To give you a few examples of the excess, this past week, there has been a gala AmEx concert performance by Jay-Z, a massive promotional push by Nike – including a big, dark studio space and an outdoor sports facility – for its neato FuelBand exercise gadget, a restaurant re-branded the “CNN Grill,” some sort of igloo-looking building for Nokia, huge parties thrown by every tech and media brand imaginable, and even a tasteless campaign to turn homeless people into Internet hotspots.

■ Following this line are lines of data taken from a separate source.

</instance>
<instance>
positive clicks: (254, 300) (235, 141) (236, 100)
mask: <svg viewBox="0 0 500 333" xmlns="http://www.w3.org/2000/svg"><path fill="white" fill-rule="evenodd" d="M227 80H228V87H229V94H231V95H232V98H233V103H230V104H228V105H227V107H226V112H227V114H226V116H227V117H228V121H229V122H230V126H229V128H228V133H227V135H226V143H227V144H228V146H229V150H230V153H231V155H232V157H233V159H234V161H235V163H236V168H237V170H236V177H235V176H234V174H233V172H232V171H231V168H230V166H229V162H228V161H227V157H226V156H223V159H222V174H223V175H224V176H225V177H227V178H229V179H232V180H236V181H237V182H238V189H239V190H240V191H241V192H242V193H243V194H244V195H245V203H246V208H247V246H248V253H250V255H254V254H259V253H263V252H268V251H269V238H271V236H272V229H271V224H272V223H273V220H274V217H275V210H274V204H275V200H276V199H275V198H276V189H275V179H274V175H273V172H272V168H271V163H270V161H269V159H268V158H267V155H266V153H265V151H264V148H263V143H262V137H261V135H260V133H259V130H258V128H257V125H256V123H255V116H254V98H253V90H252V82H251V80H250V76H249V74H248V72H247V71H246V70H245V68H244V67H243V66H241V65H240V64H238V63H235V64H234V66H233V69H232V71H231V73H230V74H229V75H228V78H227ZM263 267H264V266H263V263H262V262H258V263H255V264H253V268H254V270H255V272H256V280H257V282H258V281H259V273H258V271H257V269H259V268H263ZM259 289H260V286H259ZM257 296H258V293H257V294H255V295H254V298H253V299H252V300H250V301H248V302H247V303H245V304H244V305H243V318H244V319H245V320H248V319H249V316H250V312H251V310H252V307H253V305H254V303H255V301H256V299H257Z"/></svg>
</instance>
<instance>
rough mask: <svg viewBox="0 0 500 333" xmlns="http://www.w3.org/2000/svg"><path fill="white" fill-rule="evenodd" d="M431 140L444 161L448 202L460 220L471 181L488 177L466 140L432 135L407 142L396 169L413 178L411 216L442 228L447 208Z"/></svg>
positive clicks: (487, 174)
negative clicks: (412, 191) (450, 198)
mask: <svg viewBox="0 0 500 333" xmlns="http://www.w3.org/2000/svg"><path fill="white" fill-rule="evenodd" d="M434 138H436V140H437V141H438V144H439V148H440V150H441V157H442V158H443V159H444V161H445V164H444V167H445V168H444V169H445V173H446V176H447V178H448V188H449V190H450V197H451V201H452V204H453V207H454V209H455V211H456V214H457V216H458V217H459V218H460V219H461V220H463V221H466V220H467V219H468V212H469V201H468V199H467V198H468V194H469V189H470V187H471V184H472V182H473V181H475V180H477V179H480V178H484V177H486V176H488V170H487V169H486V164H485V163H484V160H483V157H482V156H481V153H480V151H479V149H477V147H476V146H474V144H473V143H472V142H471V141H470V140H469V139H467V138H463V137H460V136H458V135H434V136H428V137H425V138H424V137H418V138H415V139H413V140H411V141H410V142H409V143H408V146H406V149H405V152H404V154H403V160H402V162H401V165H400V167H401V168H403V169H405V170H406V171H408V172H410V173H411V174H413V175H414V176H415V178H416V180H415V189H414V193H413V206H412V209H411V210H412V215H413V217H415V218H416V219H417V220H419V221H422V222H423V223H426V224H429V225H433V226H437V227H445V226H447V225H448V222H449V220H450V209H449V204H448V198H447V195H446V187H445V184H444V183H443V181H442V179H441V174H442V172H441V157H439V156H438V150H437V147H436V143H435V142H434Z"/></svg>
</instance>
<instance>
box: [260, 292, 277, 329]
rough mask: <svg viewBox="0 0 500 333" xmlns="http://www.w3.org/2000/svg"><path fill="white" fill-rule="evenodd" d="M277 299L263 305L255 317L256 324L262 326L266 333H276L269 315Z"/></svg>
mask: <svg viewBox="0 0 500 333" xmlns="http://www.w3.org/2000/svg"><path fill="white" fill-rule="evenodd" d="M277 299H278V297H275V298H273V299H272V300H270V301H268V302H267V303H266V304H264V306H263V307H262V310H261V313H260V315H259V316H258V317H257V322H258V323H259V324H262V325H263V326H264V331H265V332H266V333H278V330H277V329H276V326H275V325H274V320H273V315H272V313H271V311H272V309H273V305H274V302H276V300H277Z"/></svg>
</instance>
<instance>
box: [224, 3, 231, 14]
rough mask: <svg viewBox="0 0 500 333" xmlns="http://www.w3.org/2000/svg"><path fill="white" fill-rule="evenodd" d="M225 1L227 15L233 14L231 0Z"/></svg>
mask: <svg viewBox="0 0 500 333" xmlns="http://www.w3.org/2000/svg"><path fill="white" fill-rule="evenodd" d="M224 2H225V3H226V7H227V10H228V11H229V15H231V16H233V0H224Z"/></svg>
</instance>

Things that would have seemed like stunts in 2007 – an actual foursquare court for Foursquare, or a grilled cheese sandwich shack for GroupMe – now appear as the calm among the chaos.

Austin at its Limits

SXSW is still fun, but it’s also getting to be uncomfortable. The line to pick up badges was absurdly long. Many panels filled up well before they started, even those a decent hike from the main venue. I walked over to a hotel to see the one session I actually wanted to watch, about Lego’s big comeback, and couldn’t get in. Annoying.

The parties – the real reason SXSW became so popular, anyway – were similarly frustrating. If you aren’t on the VIP list, or at least important enough to have been invited and quick enough to RSVP, you were often S.O.L. No longer a weekend of impromptu open-bar hopping if you’re not plugged in.

Austin is a great city, but it is proving its inability to handle these crowds. Hotels were supposedly sold out months ago, forcing many to stay in sub-par lodging or far from the center. And the city’s taxi companies were not prepared to handle the increase in demand. Multiple times, a cab I was promised was minutes away simply failed to show up, including the one that was supposed to take me to the airport. The companies – I was regularly in touch with three – basically told me to get lost. (I made my flight, barely, with some creative bus routing. Thanks, Google Maps!)

This isn’t going to become a smaller problem as the conference continues to grow. Sure, some of the money that SXSW pours back into the community – more than $167 million in 2011, the conference boasts – can go towards investing in more hotels, bigger cab companies, etc. But those won’t be useful most of the rest of the year. It’s just hard to put a lot of people in a small place for a short time without some pain.

Time to Sell?

After the last few days in Austin, I’m impressed by what SXSW has become, and many parts of the experience were rewarding. But I’m in no hurry to go back next year – the chaos factor edged out the happiness.

The SXSW festivals and brands are worth a lot. Hundreds of millions of dollars, perhaps. There are many possibilities for growth. But with the city’s resources – and the show’s focus – already strained, expanding beyond here adds risk and new challenges.

It actually seems like a smart time for SXSW Inc. and boss/co-founder Roland Swenson to consider cashing out. Buy low, sell high, right? Surely some of the bigger media companies or ad holding companies – still in love with the show as a marketing platform – might be interested.

Then what? I’d take some risks, starting with a new “back to basics” conference, maybe not even in Austin, to take some of the pressure off SXSWi. South by Mobile in New Orleans? South by Design in Savannah? South by Southeast Asia in Singapore? I’d go. How about building out the SXSW media brand? Web sites, maybe even a TV channel?

Even if some of the original coolsters aren’t coming anymore, it’s unlikely that SXSW has peaked yet. And there is a real opportunity for “SXSW the startup” to do much more and continue its ascent. (It’s already doing a SXSW “Eco” conference this fall.) But it could be trickier. If I owned SXSW, now’s when I’d consider selling.